Hours before the meeting, the Southern Poverty Law Center called the meet-up "a gathering of groups and individuals who have no business at the White House," saying the invite list included "conspiracy theorists and extremists."

"For years we've watched social media serve as a gateway to radicalization and, far too often, real-life violence. Bringing these groups together is beyond irresponsible; it is essentially conducting a hate summit at the White House," reads a statement from the SPLC.

Attendees included right-wing personalities Ali Alexander, who had pushed the false conspiracy theory that the California-born Senator Kamala Harris was not an "American black," Jim Hoft, from the conspiracy website Gateway Pundit, and YouTube personality Tim Pool, who has pushed the false conspiracy theory that murdered DNC staffer Seth Rich leaked hacked emails to WikiLeaks.

Trump also took several minutes to congratulate White House social media director Dan Scavino, who has been a part of his inner circle since before the administration.

"I think Hillary [Clinton] had 28 people and I had Dan. Right? I had my Dan," Trump said with a laugh.

Coincidentally, Twitter was down for about 45 minutes before the event started. As if on cue, the site was back up and running mere moments before Trump took the stage in the East Room.

The White House did not distribute a full list of participants ahead of the event but large social media companies such as Twitter, Facebook and Google said they were not invited to attend. After the session wrapped, officials still declined to provide a complete list of attendees.

The president hinted at why in a tweet this morning, writing: "A big subject today at the White House Social Media Summit will be the tremendous dishonesty, bias, discrimination and suppression practiced by certain companies. We will not let them get away with it much longer."

Twitter and Facebook declined to comment.

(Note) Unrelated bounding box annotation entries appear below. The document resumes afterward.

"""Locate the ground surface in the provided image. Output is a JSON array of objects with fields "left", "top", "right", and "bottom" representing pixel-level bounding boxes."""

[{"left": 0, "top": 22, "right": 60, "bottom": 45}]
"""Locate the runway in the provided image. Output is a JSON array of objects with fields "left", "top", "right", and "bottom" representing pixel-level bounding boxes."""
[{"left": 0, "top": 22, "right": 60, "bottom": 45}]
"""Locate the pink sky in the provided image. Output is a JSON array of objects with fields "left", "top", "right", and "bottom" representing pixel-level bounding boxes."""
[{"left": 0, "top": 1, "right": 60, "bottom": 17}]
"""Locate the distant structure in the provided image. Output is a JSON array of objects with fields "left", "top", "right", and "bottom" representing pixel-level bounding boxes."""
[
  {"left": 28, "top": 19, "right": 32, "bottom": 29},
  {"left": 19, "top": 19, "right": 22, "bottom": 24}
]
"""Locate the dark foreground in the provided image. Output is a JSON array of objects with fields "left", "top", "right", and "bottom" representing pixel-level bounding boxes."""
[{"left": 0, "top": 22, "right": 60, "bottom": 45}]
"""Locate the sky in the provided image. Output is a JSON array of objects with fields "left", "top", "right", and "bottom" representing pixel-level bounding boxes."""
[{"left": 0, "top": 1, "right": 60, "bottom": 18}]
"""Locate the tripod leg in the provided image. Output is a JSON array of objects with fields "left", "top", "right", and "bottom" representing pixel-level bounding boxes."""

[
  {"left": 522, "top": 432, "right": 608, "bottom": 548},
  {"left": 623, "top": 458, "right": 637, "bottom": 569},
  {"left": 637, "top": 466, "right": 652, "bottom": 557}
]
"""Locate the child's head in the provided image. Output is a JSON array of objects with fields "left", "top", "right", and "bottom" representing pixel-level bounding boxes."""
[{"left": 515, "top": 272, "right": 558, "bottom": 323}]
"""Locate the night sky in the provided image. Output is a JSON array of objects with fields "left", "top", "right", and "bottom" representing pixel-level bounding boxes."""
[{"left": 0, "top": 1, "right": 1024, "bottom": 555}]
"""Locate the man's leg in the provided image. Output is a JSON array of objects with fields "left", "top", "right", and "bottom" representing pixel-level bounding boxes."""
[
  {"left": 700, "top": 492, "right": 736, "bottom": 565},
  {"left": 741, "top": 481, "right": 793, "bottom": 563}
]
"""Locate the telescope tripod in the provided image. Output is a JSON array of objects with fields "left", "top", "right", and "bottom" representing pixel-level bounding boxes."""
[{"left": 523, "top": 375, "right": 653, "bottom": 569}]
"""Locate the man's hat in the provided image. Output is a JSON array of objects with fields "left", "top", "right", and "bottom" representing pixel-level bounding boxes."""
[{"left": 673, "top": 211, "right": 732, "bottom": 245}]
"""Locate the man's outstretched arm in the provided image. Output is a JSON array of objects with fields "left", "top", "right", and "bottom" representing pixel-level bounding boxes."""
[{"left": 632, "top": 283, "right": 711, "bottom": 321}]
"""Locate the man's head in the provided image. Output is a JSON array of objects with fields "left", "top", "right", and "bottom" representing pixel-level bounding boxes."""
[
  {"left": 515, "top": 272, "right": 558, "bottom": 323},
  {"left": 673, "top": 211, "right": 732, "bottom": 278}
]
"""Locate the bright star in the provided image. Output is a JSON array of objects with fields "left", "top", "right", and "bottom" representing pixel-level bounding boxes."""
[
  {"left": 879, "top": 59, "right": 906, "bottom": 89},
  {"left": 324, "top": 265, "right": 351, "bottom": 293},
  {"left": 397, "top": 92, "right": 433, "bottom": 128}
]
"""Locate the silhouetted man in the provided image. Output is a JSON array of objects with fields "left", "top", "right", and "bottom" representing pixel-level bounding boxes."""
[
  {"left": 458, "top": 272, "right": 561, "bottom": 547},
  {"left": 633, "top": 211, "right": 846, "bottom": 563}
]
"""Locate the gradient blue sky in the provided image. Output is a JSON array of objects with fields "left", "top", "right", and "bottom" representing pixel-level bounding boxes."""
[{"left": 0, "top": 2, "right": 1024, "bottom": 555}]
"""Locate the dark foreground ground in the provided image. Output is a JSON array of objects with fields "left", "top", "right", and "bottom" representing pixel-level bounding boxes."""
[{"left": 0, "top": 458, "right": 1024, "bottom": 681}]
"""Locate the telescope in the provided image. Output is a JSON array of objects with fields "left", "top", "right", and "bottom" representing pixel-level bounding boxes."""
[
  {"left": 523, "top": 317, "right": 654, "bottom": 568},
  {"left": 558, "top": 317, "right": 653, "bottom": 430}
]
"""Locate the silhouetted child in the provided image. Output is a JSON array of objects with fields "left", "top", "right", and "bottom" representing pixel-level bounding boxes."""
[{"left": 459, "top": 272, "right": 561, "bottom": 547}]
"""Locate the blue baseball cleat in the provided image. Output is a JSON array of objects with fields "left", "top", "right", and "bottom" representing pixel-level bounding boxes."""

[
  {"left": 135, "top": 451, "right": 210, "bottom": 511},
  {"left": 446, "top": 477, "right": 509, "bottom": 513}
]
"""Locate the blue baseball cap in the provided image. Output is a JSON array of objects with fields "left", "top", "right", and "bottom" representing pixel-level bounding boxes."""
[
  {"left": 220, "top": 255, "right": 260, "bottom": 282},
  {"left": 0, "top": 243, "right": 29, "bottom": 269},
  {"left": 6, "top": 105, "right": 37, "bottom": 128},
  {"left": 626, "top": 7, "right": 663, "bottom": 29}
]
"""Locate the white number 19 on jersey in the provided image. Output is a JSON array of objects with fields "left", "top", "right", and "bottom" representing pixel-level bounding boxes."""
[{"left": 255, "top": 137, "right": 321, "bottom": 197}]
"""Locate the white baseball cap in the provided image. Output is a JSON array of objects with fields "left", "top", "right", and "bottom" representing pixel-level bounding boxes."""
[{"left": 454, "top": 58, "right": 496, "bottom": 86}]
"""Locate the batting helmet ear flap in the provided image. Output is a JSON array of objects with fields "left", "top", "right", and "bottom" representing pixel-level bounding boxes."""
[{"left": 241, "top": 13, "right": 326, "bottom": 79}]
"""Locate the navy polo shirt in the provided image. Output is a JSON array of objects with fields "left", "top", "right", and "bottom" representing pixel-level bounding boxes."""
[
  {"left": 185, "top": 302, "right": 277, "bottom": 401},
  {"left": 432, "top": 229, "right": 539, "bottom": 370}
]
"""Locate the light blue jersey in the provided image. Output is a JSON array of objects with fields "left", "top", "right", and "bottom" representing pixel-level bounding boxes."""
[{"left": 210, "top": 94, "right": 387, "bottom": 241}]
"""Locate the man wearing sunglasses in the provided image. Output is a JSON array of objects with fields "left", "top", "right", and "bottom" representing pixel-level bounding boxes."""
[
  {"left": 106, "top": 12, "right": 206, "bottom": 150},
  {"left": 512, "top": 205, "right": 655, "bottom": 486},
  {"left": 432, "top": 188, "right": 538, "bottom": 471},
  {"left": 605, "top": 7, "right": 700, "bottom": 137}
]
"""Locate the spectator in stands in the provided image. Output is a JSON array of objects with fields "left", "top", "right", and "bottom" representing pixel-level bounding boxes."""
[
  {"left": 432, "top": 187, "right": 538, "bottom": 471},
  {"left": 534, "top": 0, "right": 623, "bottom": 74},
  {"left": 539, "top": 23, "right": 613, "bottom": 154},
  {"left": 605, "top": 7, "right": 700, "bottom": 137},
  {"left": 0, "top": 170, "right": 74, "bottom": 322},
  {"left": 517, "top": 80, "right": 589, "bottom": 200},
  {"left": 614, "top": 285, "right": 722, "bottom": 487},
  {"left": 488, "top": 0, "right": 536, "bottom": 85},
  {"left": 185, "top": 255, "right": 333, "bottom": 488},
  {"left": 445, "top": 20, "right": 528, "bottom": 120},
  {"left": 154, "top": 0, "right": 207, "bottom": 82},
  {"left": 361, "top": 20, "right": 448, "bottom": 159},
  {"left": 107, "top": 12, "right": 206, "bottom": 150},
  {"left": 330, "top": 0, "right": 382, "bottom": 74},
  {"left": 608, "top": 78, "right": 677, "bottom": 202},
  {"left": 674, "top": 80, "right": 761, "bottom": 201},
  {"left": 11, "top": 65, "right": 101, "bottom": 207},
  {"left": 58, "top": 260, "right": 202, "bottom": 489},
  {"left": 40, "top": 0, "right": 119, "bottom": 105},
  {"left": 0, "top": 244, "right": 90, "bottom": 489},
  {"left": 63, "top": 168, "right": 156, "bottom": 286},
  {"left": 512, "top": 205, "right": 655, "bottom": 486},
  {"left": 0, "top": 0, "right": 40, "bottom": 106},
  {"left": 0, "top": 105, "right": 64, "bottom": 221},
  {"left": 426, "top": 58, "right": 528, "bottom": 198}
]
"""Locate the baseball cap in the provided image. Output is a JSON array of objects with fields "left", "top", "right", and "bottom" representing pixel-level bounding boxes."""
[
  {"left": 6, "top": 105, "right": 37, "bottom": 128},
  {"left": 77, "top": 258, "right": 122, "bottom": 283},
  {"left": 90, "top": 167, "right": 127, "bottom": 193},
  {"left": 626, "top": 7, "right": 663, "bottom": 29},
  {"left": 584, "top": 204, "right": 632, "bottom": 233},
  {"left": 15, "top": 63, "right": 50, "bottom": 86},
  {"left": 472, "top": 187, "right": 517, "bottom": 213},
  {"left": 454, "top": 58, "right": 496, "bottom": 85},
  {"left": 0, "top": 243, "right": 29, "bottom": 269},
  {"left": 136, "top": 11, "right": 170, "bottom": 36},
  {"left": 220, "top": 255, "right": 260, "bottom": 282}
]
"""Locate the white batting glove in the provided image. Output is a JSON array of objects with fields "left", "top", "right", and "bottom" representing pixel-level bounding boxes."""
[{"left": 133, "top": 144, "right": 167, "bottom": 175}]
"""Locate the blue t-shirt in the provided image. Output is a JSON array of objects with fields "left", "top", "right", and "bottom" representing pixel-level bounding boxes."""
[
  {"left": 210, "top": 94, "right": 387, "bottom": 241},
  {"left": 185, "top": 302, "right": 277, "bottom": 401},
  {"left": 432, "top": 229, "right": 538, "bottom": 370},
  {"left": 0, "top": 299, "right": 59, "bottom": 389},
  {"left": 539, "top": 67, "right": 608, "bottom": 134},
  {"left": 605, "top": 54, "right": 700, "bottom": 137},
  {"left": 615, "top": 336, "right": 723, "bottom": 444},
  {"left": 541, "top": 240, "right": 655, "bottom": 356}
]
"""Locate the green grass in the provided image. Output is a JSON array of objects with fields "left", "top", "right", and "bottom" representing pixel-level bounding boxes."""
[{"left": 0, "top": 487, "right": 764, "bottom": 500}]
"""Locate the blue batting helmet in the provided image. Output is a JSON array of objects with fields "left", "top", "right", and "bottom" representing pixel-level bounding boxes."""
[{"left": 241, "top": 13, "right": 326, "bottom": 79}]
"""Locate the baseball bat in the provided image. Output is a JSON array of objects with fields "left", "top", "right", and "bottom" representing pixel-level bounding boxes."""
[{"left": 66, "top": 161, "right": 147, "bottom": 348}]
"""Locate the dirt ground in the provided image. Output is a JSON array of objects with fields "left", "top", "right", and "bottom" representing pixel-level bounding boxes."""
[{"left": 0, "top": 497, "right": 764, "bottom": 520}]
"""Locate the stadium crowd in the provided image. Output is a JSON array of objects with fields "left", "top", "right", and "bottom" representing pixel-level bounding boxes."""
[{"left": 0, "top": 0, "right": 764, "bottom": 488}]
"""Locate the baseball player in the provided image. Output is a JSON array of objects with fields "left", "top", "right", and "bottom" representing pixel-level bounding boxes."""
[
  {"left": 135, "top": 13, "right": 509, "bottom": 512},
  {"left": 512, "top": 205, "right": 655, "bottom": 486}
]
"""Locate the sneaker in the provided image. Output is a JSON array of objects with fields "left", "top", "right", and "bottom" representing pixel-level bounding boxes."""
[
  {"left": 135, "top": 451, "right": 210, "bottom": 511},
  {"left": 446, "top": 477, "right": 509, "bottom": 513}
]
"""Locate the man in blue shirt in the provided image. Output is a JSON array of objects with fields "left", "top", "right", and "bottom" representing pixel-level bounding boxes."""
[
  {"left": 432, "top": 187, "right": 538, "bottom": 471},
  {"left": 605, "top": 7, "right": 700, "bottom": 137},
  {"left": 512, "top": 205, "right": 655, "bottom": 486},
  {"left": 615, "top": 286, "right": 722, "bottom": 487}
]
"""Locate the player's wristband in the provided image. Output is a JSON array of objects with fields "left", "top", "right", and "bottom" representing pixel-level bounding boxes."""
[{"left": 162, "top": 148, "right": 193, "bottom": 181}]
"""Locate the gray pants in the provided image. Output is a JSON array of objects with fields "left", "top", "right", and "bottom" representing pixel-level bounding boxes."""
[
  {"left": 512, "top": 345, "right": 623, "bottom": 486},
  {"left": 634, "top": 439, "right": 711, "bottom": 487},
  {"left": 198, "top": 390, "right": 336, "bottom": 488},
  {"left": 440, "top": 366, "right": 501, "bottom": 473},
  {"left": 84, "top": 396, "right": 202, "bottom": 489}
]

Trump's 2020 campaign manager Brad Parscale, who spearheaded the president's all-important 2016 digital strategy, also joined the event. Parscale is still heavily involved in this area for 2020, with more responsibility and influence. He and the president speak on a nearly daily basis, about campaign matters and beyond. Presidential son-in-law and senior adviser Jared Kushner is also a key conduit between Parscale, the campaign and the White House.

Cabinet officials and lawmakers also attended the summit, including Sen. Josh Hawley, who spoke briefly at the president's invitation. Hawley said "social media giants would love to shut us down" and urged them to "stop discriminating against conservatives."

Without offering many specifics, Trump said he was inviting big tech firms to the White House in the coming weeks for a "big meeting" and a "real conversation."

Apart from the purported topic of Thursday's meeting, the president spent considerable time on other subjects, including his time hosting "The Apprentice" and taking swipes at Democratic presidential candidate and Sen. Elizabeth Warren, whom he referred to us "Pocahontas."

Trump also defended several of his most well-known typos and spelling errors, blaming his digits and arguing he's "actually a good speller" but "the fingers aren't as good as the brain."

Organizers printed and displayed giant versions of some of the president's tweets for the event, including a reference to this head-scratcher from 2018: "Who can figure out the true meaning of "covfefe" ??? Enjoy!"

After President Trump delivered his prepared remarks, radio show host Sebastian Gorka asked the first question in a Q-and-A session with summit attendees. Midway through the first question, reporters were escorted out of the room, and the livestream on the White House's website faded out.

After the president made brief remarks on abandoning his call for a citizenship question on the 2020 census, a confrontation erupted in the Rose Garden between several of the social media summit attendees and a few White House press corps members. Gorka and Trump supporter Joy Villa were seen shouting "fake news" at the assembled reporters and a brief screaming match ensued. Secret Service even came up to the people involved and asked them to please calm down before Gorka and Villa eventually stepped away and left the area.